The evangelical Christian movement sweeping across the country in the first half of the nineteenth century seized upon such worries about masturbators and lustful women, and "sinful lust became a chief way of comprehending sexual desire." The American Tract Society was particularly vehement on such issues, and was aghast at the scientific understanding of sexual function that was beginning at the time. Especially important was the protection of female virginity, and fear of pregnancy was a vital shield of the nation's maidenheads. Physiological explanations of birth control were seen as a special danger; unimpeded by fear of impregnation, there was no telling what the women would get up to. Tractarians saw the freethinkers who promoted sexual knowledge as blasphemers. Nothing shocked them more than the non-religious (and it was generally the freethinkers who promoted the spread of physiological ideas) insisting that women had similar sexual desires and need for satisfaction as men, or that birth control would promote happiness, health, and economic freedom. It is surprising that the Young Men's Christian Association looms large in these pages. The YMCA had as a goal the promotion of evangelical religion, and during the Civil War, it was worried about Union soldiers, displaced from home, and in 1865 the YMCA was able to advocate for a post office bill that would forbid mailing erotic prints and books, the first time the federal government tried to regulate moral content of mailed material. The anti-sex activities of the YMCA were linked to the famous and foolish reformer, Anthony Comstock, whose censorious aims even kept birth control information out of medical texts.
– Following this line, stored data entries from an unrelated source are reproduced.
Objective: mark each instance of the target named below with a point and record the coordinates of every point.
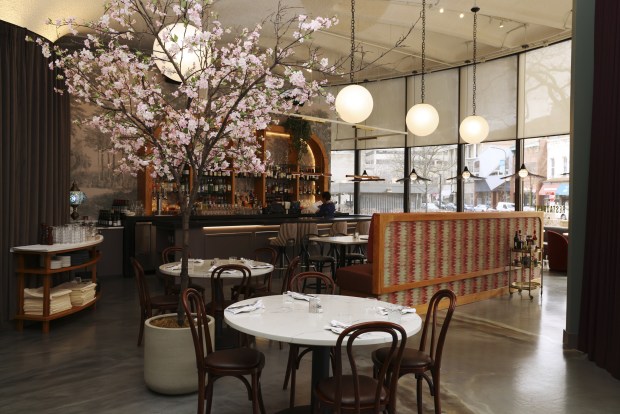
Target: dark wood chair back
(434, 333)
(218, 302)
(355, 391)
(300, 281)
(199, 326)
(266, 255)
(168, 255)
(290, 273)
(143, 289)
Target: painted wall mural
(93, 166)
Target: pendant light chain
(352, 40)
(475, 9)
(423, 88)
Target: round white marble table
(290, 321)
(203, 268)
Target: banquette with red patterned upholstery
(413, 255)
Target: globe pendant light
(422, 119)
(474, 129)
(353, 103)
(173, 37)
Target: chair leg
(201, 393)
(141, 334)
(436, 393)
(290, 365)
(255, 402)
(419, 392)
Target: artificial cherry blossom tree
(228, 87)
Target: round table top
(202, 268)
(288, 320)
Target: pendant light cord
(352, 40)
(475, 10)
(423, 88)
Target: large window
(438, 164)
(342, 163)
(493, 164)
(382, 196)
(549, 193)
(524, 98)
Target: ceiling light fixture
(353, 103)
(474, 129)
(422, 119)
(364, 177)
(413, 176)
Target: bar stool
(287, 237)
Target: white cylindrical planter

Horowitz has summarized four "frameworks" out of the confusing discourse about sex during the period. The Vernacular Tradition consists of sexual information (and misinformation) passed generally by word of mouth. Evangelical Christianity hated lust and equated most sexual activities with sin. Reform Physiology looked to the science of the body (often composed of wildly inaccurate assertions) to promote sexual freedom, and sometimes sexual restraint. And then there were Utopians, who thought sex was the central part of human existence and should be untouched by the government. These four voices, in the printed works and journals of the time, often overlapped and swamped each other with rhetoric. The huge number of philosophies and personalities which played a role in the debate, and made a foundation for our current sexual ideas, are brilliantly distilled into this large, well-referenced book, which is an entertaining academic tome without ever being fusty or tedious.
The pictures in the book are wonderful. One in particular of the aftermath of a snowball fight at Princeton in the 19th century opened up some interested dialog among my colleagues regarding the nature of violence on college campuses. I highly recommend this book.